I want to add a custom profiler to torch lightning trainer (PytorchTrainer
gives runtime error saying, cant work with torch script modules). But the problem is that for some reason it seems that the start
and stop
methods are called at every batch, instead of just once. What is the correct way of writing custom profiler, below is my work around that works for now.
class CustomLightningProfiler(Profiler):
def __init__(self, dirpath: str):
super().__init__()
self.dirpath = dirpath
self.profiler = None
self.current_step = 0
self.schedule = torch.profiler.schedule(wait=1, warmup=1, active=1, repeat=5)
self.is_active = False
self.actual_start("training")
def actual_start(self, action_name: str) -> None:
if self.profiler is None:
self.profiler = profile(
activities=[ProfilerActivity.CPU, ProfilerActivity.CUDA],
schedule=self.schedule,
on_trace_ready=tensorboard_trace_handler(self.dirpath),
record_shapes=True,
profile_memory=True,
with_stack=True,
with_flops=True,
with_modules=True,
)
self.profiler.start()
self.is_active = True
print("Profiler started.")
def actual_stop(self, action_name: str) -> None:
print(self.profiler, self.is_active)
if (self.profiler is not None) and self.is_active:
self.profiler.stop()
print("Profiler stopped.")
self.profiler = None
self.is_active = False
def step(self, action_name: str) -> None:
if self.profiler is not None and self.is_active:
self.profiler.step()
self.current_step += 1
print(f"Step {self.current_step} profiler step recorded.")

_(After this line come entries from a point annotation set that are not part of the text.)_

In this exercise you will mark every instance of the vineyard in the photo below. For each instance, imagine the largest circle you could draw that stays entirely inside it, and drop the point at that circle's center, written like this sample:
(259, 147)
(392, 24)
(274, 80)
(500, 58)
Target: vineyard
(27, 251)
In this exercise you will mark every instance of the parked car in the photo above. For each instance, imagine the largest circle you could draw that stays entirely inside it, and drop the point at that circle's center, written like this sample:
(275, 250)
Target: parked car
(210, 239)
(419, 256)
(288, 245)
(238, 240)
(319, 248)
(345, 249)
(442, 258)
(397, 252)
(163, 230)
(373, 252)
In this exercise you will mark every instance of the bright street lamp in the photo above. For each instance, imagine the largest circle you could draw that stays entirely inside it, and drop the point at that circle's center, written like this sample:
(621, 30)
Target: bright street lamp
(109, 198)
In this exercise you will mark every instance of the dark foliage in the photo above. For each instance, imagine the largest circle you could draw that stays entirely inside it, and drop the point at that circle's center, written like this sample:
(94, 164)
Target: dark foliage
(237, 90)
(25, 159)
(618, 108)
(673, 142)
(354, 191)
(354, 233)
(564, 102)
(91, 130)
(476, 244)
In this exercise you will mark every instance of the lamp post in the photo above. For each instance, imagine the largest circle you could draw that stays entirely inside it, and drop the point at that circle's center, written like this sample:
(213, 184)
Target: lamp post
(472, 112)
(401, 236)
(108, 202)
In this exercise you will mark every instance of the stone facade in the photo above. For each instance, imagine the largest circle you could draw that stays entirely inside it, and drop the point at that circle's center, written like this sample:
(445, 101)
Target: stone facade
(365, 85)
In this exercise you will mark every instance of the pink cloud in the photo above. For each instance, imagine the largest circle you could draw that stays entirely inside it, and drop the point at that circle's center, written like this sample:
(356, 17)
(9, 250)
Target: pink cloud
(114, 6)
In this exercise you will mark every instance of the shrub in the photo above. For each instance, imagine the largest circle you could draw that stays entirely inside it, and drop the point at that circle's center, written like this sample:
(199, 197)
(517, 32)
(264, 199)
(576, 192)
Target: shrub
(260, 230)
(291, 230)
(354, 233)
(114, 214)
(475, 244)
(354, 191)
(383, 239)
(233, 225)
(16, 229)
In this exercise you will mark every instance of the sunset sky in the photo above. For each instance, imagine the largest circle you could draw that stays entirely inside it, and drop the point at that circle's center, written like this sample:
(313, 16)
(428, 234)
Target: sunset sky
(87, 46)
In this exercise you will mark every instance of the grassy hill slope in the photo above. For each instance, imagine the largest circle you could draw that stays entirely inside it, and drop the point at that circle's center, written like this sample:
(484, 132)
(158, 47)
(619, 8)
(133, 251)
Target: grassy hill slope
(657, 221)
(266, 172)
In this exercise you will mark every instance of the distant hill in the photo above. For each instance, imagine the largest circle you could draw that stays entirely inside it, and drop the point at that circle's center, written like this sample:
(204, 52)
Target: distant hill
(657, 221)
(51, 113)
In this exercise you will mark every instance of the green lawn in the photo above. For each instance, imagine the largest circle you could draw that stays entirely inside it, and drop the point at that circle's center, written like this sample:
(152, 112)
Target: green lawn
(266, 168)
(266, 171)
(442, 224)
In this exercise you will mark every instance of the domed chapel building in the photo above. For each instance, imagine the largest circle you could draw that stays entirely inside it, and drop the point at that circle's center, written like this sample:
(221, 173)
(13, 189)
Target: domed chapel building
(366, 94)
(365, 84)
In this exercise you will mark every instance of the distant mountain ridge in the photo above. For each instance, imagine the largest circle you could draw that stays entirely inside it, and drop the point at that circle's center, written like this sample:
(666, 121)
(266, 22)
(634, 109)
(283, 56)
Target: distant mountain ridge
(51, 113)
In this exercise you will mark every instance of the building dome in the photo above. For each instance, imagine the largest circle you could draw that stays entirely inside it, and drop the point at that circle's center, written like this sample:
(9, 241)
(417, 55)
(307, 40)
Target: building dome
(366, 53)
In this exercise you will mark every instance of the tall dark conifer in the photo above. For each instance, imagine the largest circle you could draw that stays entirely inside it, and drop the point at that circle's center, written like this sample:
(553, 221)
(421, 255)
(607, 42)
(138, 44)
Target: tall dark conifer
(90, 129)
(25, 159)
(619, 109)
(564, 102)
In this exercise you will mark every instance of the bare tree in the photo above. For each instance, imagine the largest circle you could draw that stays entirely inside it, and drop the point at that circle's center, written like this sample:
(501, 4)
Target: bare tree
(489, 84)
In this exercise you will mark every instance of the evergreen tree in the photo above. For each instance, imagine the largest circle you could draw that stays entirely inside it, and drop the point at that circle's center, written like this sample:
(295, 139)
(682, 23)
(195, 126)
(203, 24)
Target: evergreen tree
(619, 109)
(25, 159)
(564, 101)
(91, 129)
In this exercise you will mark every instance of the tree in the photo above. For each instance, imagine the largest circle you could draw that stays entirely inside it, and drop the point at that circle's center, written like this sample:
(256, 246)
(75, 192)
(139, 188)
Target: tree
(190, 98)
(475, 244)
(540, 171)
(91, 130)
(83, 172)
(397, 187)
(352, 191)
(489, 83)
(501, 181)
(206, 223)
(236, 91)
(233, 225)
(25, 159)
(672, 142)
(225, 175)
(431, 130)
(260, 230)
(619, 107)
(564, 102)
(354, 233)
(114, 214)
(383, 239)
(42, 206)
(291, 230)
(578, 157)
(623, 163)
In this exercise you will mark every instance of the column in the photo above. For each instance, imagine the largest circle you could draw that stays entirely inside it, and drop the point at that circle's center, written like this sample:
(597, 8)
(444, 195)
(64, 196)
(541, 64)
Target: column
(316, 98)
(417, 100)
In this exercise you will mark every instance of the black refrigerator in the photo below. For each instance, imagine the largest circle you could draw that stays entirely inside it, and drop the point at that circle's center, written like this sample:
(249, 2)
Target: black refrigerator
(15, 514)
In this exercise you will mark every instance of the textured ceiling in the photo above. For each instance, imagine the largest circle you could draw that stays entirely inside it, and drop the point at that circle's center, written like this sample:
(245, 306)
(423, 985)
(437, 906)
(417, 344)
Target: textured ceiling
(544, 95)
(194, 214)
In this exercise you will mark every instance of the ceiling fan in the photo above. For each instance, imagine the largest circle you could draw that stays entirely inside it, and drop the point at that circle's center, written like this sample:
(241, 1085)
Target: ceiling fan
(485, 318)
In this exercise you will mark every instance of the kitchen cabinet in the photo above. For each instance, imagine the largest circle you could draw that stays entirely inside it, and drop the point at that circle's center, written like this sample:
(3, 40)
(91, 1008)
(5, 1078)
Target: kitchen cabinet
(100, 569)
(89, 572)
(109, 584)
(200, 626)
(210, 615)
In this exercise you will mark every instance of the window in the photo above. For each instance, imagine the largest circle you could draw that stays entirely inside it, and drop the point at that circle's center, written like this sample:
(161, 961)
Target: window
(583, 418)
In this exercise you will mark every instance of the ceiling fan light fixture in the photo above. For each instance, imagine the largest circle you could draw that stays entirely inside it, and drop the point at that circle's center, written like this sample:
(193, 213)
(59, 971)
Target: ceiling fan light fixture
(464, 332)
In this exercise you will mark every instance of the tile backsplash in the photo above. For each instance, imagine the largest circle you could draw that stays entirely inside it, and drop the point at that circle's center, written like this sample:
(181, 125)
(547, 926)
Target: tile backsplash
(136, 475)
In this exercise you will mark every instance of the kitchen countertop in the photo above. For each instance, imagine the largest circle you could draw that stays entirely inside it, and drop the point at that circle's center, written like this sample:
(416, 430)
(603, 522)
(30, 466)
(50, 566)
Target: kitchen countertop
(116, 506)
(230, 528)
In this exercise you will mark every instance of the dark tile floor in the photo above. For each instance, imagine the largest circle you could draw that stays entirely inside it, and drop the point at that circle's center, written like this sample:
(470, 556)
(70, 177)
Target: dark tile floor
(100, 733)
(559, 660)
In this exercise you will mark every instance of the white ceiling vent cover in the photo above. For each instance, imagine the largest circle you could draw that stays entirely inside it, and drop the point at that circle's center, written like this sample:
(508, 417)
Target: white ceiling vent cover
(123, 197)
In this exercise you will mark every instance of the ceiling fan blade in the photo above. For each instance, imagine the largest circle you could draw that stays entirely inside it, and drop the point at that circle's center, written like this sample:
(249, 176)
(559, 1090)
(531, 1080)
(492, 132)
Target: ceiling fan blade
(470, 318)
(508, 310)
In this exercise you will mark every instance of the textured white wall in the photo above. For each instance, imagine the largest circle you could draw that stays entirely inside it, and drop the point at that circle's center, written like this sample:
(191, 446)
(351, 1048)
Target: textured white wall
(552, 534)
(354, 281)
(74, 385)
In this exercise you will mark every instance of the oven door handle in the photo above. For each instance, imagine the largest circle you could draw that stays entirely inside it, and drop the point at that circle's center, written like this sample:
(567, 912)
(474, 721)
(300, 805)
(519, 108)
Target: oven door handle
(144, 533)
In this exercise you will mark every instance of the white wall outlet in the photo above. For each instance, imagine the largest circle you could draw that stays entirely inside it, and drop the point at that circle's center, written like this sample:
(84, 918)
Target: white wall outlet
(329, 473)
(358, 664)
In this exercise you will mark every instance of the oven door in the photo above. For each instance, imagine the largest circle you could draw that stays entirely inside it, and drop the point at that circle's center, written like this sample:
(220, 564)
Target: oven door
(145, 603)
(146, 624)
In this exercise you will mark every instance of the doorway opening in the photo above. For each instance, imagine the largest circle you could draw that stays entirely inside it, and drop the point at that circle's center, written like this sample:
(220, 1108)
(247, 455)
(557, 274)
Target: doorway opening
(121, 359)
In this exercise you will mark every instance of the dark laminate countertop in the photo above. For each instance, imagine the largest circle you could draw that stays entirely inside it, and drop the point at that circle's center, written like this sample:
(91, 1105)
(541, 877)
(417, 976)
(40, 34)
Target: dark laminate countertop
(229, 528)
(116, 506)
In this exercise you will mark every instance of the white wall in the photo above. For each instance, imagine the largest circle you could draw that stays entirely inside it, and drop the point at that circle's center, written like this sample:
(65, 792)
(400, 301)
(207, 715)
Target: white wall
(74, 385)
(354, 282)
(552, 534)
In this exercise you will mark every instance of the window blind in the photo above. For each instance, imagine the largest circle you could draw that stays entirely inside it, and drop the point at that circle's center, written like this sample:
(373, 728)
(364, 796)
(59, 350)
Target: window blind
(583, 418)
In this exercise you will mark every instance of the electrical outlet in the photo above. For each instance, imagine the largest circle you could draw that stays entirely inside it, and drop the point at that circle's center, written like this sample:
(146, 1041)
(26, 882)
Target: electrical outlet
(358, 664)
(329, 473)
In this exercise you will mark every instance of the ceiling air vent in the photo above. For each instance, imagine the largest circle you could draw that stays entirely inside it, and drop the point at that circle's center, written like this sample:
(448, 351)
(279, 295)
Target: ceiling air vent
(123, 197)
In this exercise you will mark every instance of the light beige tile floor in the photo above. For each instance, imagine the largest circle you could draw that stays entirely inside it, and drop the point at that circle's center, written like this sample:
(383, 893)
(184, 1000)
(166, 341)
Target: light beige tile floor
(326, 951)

def start(self, action_name: str) -> None:
print("Start called.")
def stop(self, action_name: str) -> None:
print("Stop called.")
def summary(self) -> str:
return f"Profiling data saved to {self.dirpath}"
With the LightningModule
modified as:
def on_train_start(self):
print("Training started.<<<<<<<<<<<<<<<<<<<<<<<<<<<<<<<<<<<<<")
self.trainer.profiler.actual_start("training")
# def on_train_batch_start(self, batch, batch_idx):
# self.trainer.profiler.step("training_batch")
def on_train_batch_end(self, outputs, batch, batch_idx):
print("Training batch end.<<<<<<<<<<<<<<<<<<<<<<<<<<<<<<<<<<<<<")
self.trainer.profiler.step("training_batch_end")
def on_train_end(self):
print("Training end.<<<<<<<<<<<<<<<<<<<<<<<<<<<<<<<<<<<<<")
self.trainer.profiler.actual_stop("training_end")
print(self.trainer.profiler.summary())
It is not perfect but it was the closest I could get it to work. I can see that my training output looks like
Stop called.
Start called.
Epoch 0: 25%|███████████████████████████████████████████▌ | 1/4 [00:08<00:24, 8.00s/it, v_num=0]Stop called.
Start called.
Stop called.
Start called.
Stop called.
Start called.
Training batch end.<<<<<<<<<<<<<<<<<<<<<<<<<<<<<<<<<<<<<
profiler step recorded.
Stop called.
Start called.
Stop called.
Start called.
Stop called.
Is my understanding of start and stop wrong?